Combine this depth and hardness of emotion with doing deep meditation and (foolishly?) hard-core Navy Seal and Animal© workouts to release this pain and frustration, and I'm really waking up feeling not so good sometimes. If I want more, I have to become more, which includes using pain instead of letting it use me.

There will be pain as long as there is life. Let me allow it to make me grow, and not avoid it by hiding in the temporary escape of drugs and drunkenness, night-time TV and strangers in the night, wallowing in self-pity and playing the victim, or tearing down and hurting others just so I can feel better. None of these can offer me any healing or permanent change. The problems will still be there, and that Hoover Dam boulder will be back at the bottom of the hill again.

So sometimes I wake up saying "Shitaki Mushrooms" sometimes (another Madagascar line - my students might read this so I keep it clean for them). How am I going to do anything today? How am I going to enjoy life and fight the good fight?
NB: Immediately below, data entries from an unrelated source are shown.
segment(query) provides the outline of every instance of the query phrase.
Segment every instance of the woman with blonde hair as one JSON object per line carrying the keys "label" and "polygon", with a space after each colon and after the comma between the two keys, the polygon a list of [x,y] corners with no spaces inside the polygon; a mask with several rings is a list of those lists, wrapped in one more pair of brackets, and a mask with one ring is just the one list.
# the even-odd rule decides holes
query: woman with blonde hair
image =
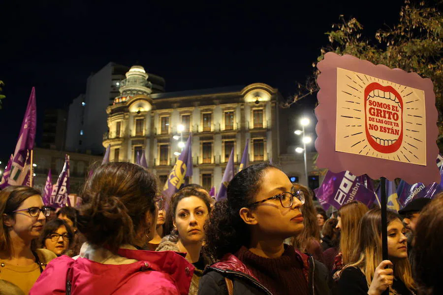
{"label": "woman with blonde hair", "polygon": [[337,228],[340,230],[340,252],[335,257],[332,266],[334,279],[340,277],[340,271],[349,262],[352,252],[357,244],[358,223],[369,209],[359,201],[352,201],[344,205],[338,212]]}
{"label": "woman with blonde hair", "polygon": [[415,285],[408,260],[405,229],[400,217],[388,211],[389,260],[383,260],[381,250],[381,210],[373,209],[363,217],[358,226],[356,251],[342,270],[340,294],[412,295]]}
A sense of humor helps quite a bit, as does music that makes your body move, and listening to or reading some enlightened being's words that clear the clouds of everyday life from your head.

But the greatest power that powers life is love, self-love being most important. Love is never outside yourself. We can't get it from others, only connect to its vibrations from others by opening our own hearts to ourselves. No matter how much others send us loving vibrations, we will never feel them if we don't first feel it from ourselves.

So on those days I wake up without that get-up-and-go or in my children's AMAZING love flow, it's the beautiful flowers blooming in the form of your wonderful comments that give me my answer to how I'm going to live today:

By allowing myself to believe in myself at least as much as others do
and by believing in myself more than others who might not do.

My time on earth is short, and I can become myself or become forgotten. And for one more day I can deal with the pains of life in ways that bring change, evolution and greater pleasure to my mind, body and soul. And I can start now by THINKING ONLY of what I want, SEEING ONLY what I want, and EXPECTING ONLY what I want to happen. Just like building wealth or a relationship, getting in shape or getting a pilot's license, it's created from daily creations.

Let's do as much as we can, giving as much as we can to ourselves and others, and we will find others giving back to us when we need it the most. And together we will nourish each other and create a more beautiful world .

And it won't be so hard to stay so positive in such a world. I'm willing to fight for that, to fight for love. It is The Power of Life.

4 comments:

Anonymous said...

YOU are my enlightened being whose words clear the clouds of everyday life from my head. The drawing of the warrior is awesome!
Jan from SD

Unknown said...

YOU just made my night! Thank you Jan, you're a good and valued friend. Thanks for the compliment on the drawing. I feel so good when I make the time to draw.

Anonymous said...

Adam, I can only feel your inner pain through your writings. I have seen the pain in your face and in your eyes. I know that it hurts you deeply when your kids leave. Stay strong and positive. There is a rainbow out there. tj

Unknown said...

I have to disagree with you on this one TJ. There is no rainbow "OUT THERE". It's only really ever "IN HERE", inside of one's self.

And my point is pain is not necessarily a bad thing. It's part of life, especially those willing to risk getting hurt.

Not risking is not living. Pretending pain doesn't exist at times is not living. Feeling sorry for yourself and allowing others to is not living.

I AM strong and positive. That's how I am able to write about it, and how I am able to create the rainbow inside, more and more, bigger and bigger.

Hiding from pain does nothing. Dealing effectively with it does wonders, even creates miracles.